The 10th New York’s charge at Cold Harbor on June 3, 1864 is shown on this excerpt of a Steven Stanley map for the American Battlefield Trust – see full version here.

Whereas the Gaines’s Mill attacks in 1862 spanned all afternoon and into the evening, the Union charge went to ground just after it began that 1864 morning and did not budge for the remainder of the day. The construction of field fortifications altered the tactics of the assault as well as the willingness of the men to make those attacks. Strategic goals also mattered. While Robert E. Lee needed to drive the Army of the Potomac away from Richmond in 1862 and personally desired to achieve a decisive battlefield victory, even at high cost to the Army of Northern Virginia, Grant disengaged from lost battles and focused on continuing the campaign. Thus, in addition to being a neat trivia piece as what appears to be the only Army of the Potomac infantry regiment fighting at the same place in those two battles, the 10th New York’s experience on the same ground at both Gaines’s Mill and Cold Harbor demonstrated the evolving nature of Civil War strategy and combat.

 

The hallowed ground upon which the 10th New York Infantry fought twice is currently a preservation priority for the American Battlefield Trust – learn more here.

 

[1] Charles W. Cowtan, Services of the Tenth New York Volunteers (National Zouaves,) in the War of the Rebellion (New York, NY: Charles H. Ludwig, 1882), 90.

[2] Ibid., 92.

[3] Ibid., 280.

[4] Ibid., 281-282.



3 Responses to Fighting on the Same Ground: The 10th New York Infantry at Gaines’s Mill and Cold Harbor

  1. Great post.
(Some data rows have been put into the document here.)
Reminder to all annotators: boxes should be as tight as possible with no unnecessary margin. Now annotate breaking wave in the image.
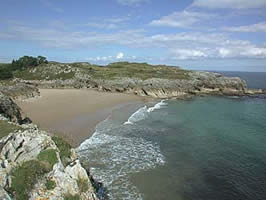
[77,101,167,199]
[124,100,167,125]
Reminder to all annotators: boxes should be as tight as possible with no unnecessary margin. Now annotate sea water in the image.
[78,72,266,200]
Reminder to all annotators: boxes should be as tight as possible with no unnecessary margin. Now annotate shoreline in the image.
[16,88,149,147]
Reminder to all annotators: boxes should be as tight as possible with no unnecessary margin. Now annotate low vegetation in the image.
[64,193,80,200]
[37,149,58,170]
[0,120,22,138]
[0,56,48,80]
[8,149,58,199]
[14,66,75,80]
[74,62,189,80]
[52,136,72,166]
[8,160,50,200]
[45,179,56,190]
[77,176,89,193]
[1,56,190,81]
[0,64,13,80]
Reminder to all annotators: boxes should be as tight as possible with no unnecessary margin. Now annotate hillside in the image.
[12,61,189,81]
[1,57,265,99]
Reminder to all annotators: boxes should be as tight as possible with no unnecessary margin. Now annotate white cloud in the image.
[170,49,208,60]
[116,0,149,6]
[192,0,266,9]
[116,52,124,59]
[85,17,130,29]
[223,22,266,32]
[1,24,266,60]
[217,46,266,58]
[86,54,137,63]
[150,11,216,28]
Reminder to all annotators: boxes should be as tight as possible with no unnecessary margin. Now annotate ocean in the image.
[78,71,266,200]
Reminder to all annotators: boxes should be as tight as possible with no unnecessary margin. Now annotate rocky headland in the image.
[0,92,99,200]
[1,61,265,100]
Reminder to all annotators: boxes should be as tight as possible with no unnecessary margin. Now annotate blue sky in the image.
[0,0,266,71]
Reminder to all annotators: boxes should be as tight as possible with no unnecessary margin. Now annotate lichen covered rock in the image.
[0,126,98,200]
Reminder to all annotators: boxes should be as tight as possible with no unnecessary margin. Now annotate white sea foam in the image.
[147,100,167,112]
[124,106,148,125]
[78,126,165,200]
[124,100,167,125]
[77,101,167,199]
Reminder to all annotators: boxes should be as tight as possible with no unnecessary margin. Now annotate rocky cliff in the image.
[8,62,265,99]
[0,93,99,200]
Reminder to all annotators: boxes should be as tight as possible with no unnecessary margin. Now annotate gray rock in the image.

I had followed the tragic 5th before, but never the 10th. Both deserved more intelligent use.

    The other major strategic difference between 1862 and 1864 was that Lee had to physically displace McClellan’s Army away from Richmond, with its implied threat to his logistics and lines of supply. Grant never faced this logistical concern, he essentially had Lee pinned in place, but could never quite do more than exhaust him. His tactical options were severely limited by the damaged condition of the AOP.